En este año, considerado de transición hasta la aplicación definitiva de la LOSU, las universidades, utilizando cada una de ellas un criterio distinto y amparándose en la ley, han decidido comenzar a extinguir la figura del profesor asociado reduciendo las plazas existentes de este perfil laboral que fue creado para abaratar costes en tiempos de crisis. Se trataría de una buena noticia si no fuera porque la solución que han encontrado no ha sido fomentar la estabilización masiva de los asociados, abriendo un número considerable de concursos de plazas de lector o agregado para la incorporación a las plantillas de los departamentos de todos aquellos falsos asociados que ahora hacen carrera académica teniendo que estar pluriempleados para llegar a fin de mes y justificar su contratación. No. Lo que ha sucedido es de un nivel de surrealismo que incluso sorprende a quienes conocemos las dinámicas internas de la Universidad española y la lógica del neoliberalismo: la precarización de la precariedad en nombre de la lucha contra ella.

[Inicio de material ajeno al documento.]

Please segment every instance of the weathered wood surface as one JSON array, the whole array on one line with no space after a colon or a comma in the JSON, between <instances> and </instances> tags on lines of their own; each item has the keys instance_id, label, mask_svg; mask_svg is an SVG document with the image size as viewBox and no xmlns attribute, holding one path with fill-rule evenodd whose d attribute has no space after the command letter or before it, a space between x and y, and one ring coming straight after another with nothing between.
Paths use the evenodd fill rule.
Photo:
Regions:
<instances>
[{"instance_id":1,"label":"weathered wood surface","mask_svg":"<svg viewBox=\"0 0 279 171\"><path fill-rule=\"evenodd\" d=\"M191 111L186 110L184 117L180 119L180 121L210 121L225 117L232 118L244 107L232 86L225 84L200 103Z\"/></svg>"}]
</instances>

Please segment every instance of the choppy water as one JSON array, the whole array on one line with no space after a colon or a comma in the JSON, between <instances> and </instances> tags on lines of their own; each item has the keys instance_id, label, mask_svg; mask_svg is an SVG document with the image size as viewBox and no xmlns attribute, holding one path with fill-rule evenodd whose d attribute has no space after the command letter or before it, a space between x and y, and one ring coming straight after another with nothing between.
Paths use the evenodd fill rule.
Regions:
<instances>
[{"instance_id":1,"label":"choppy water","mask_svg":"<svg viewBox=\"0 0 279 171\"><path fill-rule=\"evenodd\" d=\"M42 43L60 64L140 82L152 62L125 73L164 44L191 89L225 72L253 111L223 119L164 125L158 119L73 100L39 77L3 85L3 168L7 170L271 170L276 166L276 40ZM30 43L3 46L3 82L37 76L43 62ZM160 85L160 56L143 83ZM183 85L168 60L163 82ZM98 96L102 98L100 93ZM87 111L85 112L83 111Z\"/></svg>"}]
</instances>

En aras de acabar con la inestabilidad y la temporalidad de la figura del profesorado asociado, se ha decidido la creación de la figura del profesor sustituto, es decir, un tipo de contratación que no soluciona la situación, sino que la agrava. Así, muchos de los profesores que han sido despedidos como profesores asociados porque sus plazas ya no podían continuar en este año de transición, se han encontrado con la paradoja de ser invitados a dar las mismas clases como profesores sustitutos.
¿Qué es un profesor sustituto? Se trata de un profesional que, después de superar un concurso de selección, integra una bolsa de profesores en reserva, que debe estar disponible para cubrir las diferentes vacantes que surjan a lo largo del curso académico, bien por bajas del profesorado titular o por su reducción de horas docentes, con disponibilidad para asumir contratos por meses u horas. Un sistema parecido a las bolsas de interinos que existen en la enseñanza media, pero sin reglas claras sobre su funcionamiento. De hecho, los primeros profesores sustitutos de este curso escolar se han encontrado ante la situación de aceptar la asignación de plazas, so pena de ser sacados de las listas si no lo hacían, sin saber siquiera por cuántas horas a la semana iban a ser contratados ni con qué salario. Incluso, algunos han comenzado el curso sin contrato, algo que es a todas luces ilegal.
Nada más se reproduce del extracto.